If we don’t need to cast high profile actors then we put together a shortlist of performers and run auditions. For audio, these can usually be recorded by the actor directly into their mobile phone, which means we can get them quite quickly – with is a real bonus when working to tight timelines.
The director and producer would usually then look at the ensemble roles; and some projects have upwards of 50 characters. For these roles we’d start by looking at which roles could potentially played by one actor – i.e. characters which don’t appear in the same scene or too close to one another. Once we have grouped the ‘doubling’ we start to look at actors who could fill those within their skillset – for example; “which actor could definitely play ITALIAN WAITER, POLICE OFFICER, SCOTTISH WIZARD” etc. We’d probably put several choices for each role. For every project we try to work with a few actors who we haven’t worked with before, and who haven’t done audio work – as audio can be hard to get into. And across all roles, we keep a keen eye (ear) on diversity.
Can the director manage casting audio drama? Why is a casting director needed?

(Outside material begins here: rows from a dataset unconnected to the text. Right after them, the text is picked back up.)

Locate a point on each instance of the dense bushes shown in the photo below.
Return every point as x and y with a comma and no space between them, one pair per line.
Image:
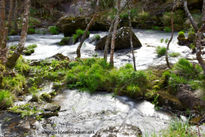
186,73
95,74
161,51
6,99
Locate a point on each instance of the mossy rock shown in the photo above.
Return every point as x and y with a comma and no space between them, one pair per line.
65,41
165,99
68,25
46,97
122,40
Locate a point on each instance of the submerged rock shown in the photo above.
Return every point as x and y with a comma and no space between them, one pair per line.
122,40
68,25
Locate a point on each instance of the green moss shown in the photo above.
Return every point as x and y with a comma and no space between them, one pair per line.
161,51
6,99
46,97
96,75
22,66
79,33
26,110
174,54
53,30
97,37
29,50
167,29
15,84
31,31
64,41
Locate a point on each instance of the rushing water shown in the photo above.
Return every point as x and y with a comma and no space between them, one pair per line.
83,114
145,56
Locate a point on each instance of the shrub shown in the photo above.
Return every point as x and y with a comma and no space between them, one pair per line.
161,51
174,54
53,30
64,41
97,37
181,34
31,30
186,69
29,49
95,74
6,99
79,33
179,129
167,29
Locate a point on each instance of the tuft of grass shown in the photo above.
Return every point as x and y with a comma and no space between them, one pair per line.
96,75
29,50
174,54
6,99
161,51
53,30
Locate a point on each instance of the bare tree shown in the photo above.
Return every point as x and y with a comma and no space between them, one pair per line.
172,35
131,41
107,43
3,32
199,37
11,3
117,19
190,16
108,39
14,57
86,30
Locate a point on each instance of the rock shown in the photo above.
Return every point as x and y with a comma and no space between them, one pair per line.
60,56
46,97
68,25
114,131
166,99
52,107
189,99
122,40
48,114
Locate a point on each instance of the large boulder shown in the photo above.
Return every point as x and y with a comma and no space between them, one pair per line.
69,25
122,40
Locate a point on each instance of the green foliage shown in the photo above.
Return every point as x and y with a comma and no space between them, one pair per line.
186,69
6,99
22,66
181,34
29,49
179,129
64,41
26,110
161,51
14,84
185,72
97,37
96,75
31,31
79,33
174,54
53,30
167,29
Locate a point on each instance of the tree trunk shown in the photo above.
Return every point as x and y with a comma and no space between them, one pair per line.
11,3
3,32
15,16
114,35
86,31
172,35
199,40
107,43
190,16
131,42
12,60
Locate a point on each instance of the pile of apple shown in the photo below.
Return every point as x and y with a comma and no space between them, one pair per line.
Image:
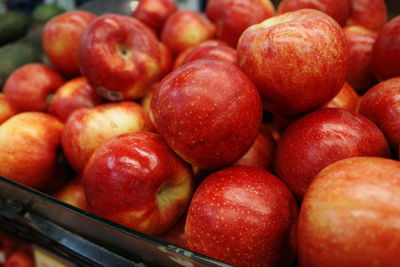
253,136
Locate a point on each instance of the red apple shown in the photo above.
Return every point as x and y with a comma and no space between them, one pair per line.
208,111
371,14
28,148
88,128
217,52
185,29
347,98
386,51
381,104
283,66
136,180
7,108
339,10
61,37
133,61
72,193
232,17
74,94
361,41
261,153
31,85
350,214
244,216
154,13
322,137
19,259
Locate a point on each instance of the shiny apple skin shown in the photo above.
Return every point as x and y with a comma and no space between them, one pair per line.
347,98
208,112
322,137
136,180
371,14
73,94
350,213
339,10
73,194
7,108
120,56
87,128
61,37
185,29
381,104
219,52
361,41
154,13
243,216
28,148
279,56
30,85
232,17
386,51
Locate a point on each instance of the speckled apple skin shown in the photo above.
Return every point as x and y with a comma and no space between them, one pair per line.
7,108
322,137
243,216
73,94
350,213
297,60
136,180
30,85
371,14
347,98
339,10
87,128
120,56
28,148
154,13
208,112
361,42
185,29
217,52
232,17
381,104
386,51
61,37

It’s not uncommon for the director or producer to manage their own casting in audio, and for very small productions it can sometimes work. But as ambitions for audio drama continue to scale up, it is not practical for the director to handle all the ins-and-outs of casting as well as concentrate on working with the actors in the studio. The director takes an active role, and ultimately they have the final say on who is cast because they are the creative leader of the project – but director’s don’t always have their own relationships with agents, aren’t always able to negotiate and also often don’t have the time or capacity to take on large scale casting so it makes a lot of sense for the project to have a casting person or team who are responsible for handling that side of things. Audio casting directors also usually have fantastic lists of audio actors who they can bring to a project.
Why is it important to have an experienced casting director for casting audio drama?
Voice casting is quite unique really as you’re casting based purely on what someone’s voice can bring to the project. Without visuals, it can be easy for listeners to get confused so ensuring voices don’t sound too similar is really important and can actually be quite hard to do… we are happy to admit that there have been a few times when we haven’t actually noticed quite how similar two actors sound until you’re in the vocal edit and you realise you yourself can’t work out which character is talking.
Although actors don’t need to learn their lines for books or dramas, it can be very hard to lift the words off the page. Books especially can be very tricky – Dickens for example, whose sentences meander and digress all over the place – so we’d need an actor with the chops and patience to handle that sort of text. It’s not a given that a great TV or stage actor will automatically be a good audio actor, so when casting audio we do need to really ensure that the actor will be able to deliver in the studio, when working fast or under pressure.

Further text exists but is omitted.